According to a newly released EURO-Pol / Interpol report, more than 90% of migrants coming to the EU are facilitated by smugglers. Many of the refugees we have spoken with describe their experiences dealing with smugglers, who charge hundreds of euros a head to get people from Turkey to Greece. They describe their experiences as horrible but necessary, as the smugglers would pile people on top of one another, sometimes doubling the capacity of inflatable dinghies, taking people’s phones and forcing them to leave behind baby formula and all their possessions. To avoid detection, the refugee boats had to navigate in the middle of the night, sometimes without a driver or even a map for direction. These conditions contribute largely to the death toll in the Mediterranean Sea, which has reached nearly 3,000 drownings this year alone. Interpol also notes that many asylum seekers enter into debt with the smugglers, which can lead to various forms of exploitation.
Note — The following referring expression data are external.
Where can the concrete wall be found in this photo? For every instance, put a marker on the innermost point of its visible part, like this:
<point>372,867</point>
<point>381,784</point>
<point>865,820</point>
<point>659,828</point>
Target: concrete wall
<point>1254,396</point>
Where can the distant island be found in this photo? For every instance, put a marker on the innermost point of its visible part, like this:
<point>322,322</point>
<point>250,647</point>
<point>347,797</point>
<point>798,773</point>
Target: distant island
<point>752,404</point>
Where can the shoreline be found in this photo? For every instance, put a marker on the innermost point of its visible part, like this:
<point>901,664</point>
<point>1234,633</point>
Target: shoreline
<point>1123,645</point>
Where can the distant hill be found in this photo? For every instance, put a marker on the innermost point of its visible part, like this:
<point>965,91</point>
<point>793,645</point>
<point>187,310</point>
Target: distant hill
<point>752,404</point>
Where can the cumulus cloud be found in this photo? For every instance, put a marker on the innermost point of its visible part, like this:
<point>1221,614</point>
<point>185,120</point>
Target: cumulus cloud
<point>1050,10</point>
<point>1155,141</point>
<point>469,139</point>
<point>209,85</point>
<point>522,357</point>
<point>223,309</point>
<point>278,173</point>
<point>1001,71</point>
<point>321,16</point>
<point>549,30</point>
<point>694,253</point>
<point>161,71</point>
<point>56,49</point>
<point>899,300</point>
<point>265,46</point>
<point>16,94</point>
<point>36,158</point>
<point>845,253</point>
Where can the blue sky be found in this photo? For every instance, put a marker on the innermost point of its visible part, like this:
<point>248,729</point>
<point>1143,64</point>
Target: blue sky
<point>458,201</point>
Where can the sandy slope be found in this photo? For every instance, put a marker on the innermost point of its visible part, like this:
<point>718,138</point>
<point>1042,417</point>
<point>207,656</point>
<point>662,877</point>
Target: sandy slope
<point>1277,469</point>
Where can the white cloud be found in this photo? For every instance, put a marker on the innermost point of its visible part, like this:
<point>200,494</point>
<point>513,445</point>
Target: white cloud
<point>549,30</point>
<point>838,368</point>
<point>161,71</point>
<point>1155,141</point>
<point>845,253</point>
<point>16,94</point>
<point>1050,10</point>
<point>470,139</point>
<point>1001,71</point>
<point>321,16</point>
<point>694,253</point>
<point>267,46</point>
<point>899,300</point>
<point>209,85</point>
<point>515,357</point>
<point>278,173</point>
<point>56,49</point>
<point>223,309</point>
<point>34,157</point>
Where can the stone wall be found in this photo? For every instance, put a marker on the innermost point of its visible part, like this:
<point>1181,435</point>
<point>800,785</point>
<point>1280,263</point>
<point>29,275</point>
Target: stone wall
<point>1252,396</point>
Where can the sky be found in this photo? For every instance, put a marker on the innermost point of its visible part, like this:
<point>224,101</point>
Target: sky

In efforts to crack down on smugglers, Interpol initiated Operation HYDRA. The irony of this name is hard to miss. In their report, Interpol themselves acknowledge that smuggling routes are diverse and constantly shifting to avoid detection. Even if some smugglers are caught, the smuggling industry is still lucrative, turning over an estimated 5 to 6 billion USD last year alone. Like the mythical hydra creature, smuggling networks do not die when their heads are cut off; more heads continue to emerge. Even though arrivals of asylum seekers in Greece have tapered off since the EU-Turkey deal, smugglers are selling their services and falsifying documents to help people leave Greece and move elsewhere within the E.U.
Although increased border patrols and police intelligence may lead to more arrests of smugglers, this alone is not enough to stop cross-border smuggling. Many international humanitarian organizations, including Medecins Sans Frontieres, advocate for Europe to provide safe passage to asylum seekers, so that people do not have to risk their lives to apply for asylum in Europe. The heart of the matter is that people feel desperate and trapped, and other countries in the EU are not yet efficiently coordinating their efforts to facilitate family reunification. In a recent personal example, a mother traveling alone with her child had all the necessary documents to reunite with her husband who was already working elsewhere in the EU, but she has been stuck in processing, living in poor conditions for over 5 months, with no anticipated end date to her waiting. There is no ‘silver bullet’ policy solution to the complex issue of smuggling, and because asylum-seekers are in this waiting game, smugglers have the second opportunity to move people across borders.